Le jugement relative à l’utilisation du téléphone de l’entreprise à des fins personnelles

Question :

Est-il permis d’utiliser le téléphone de l’entreprise à des fins personnelles ?

Réponse :

Louange à Allâh, Souverain des Mondes ; et paix et salut sur celui qu’Allâh a envoyé comme miséricorde pour le monde entier, ainsi que sur sa Famille, ses Compagnons et ses Frères jusqu’au Jour de la Résurrection. Cela dit :

(Le questionneur) doit demander à l’administration responsable l’autorisation d’effectuer les communications personnelles en dehors de celles faisant partie de l’intérêt de l’administration.
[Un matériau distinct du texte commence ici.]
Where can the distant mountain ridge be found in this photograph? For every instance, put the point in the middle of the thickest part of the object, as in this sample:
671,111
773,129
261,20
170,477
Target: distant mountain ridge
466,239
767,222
Si cela est interdit, il ne lui est pas permis d’user de la propriété d’autrui qu’avec sa permission, vu que le Prophète صلَّى الله عليه وسلَّم a dit : «L’argent du musulman n’est licite au musulman qu’avec son consentement.»(1)

Le Prophète صلَّى الله عليه وسلَّم a, également, dit : «Tout ce qui concerne le musulman est sacré [interdit] pour le musulman : son argent, son sang et son honneur(2)
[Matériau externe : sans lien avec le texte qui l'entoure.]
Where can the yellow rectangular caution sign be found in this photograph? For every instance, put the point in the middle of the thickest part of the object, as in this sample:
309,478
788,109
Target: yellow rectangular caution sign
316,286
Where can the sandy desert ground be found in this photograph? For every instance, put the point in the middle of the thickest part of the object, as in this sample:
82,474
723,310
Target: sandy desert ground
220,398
La personne morale (société ou entreprise) a la même sentence que la personne naturelle, mais dans le cas d’un besoin impérieux ou qu’il n’avait pas, sur le moment, de moyen autre que celui-là, dans ce cas, il lui est permis (d’utiliser le téléphone de l’administration), sans en abuser et en fonction du besoin, car le besoin est mesuré en fonction de la nécessité.

Et le savoir est auprès d’Allah ; nous concluons en disant : la louange est à Allah, le Seigneur des Mondes, qu’Allah prie et salue notre Prophète Mouhammad, sa famille, ses Compagnons et ses frères jusqu’au Jour de la Rétribution.

 


(1) Rapporté par Ahmad (20695) et Al-Bayhaqî (11545), d’après Hanîfa Al-Raqqâchî رضي الله عنه. Authentifié par Al-Albânî dans Sahîh Al-Djâmi‘ (7662).

(2) Rapporté par Mouslim (2564), d’après Abî Hourayra رضي الله عنه.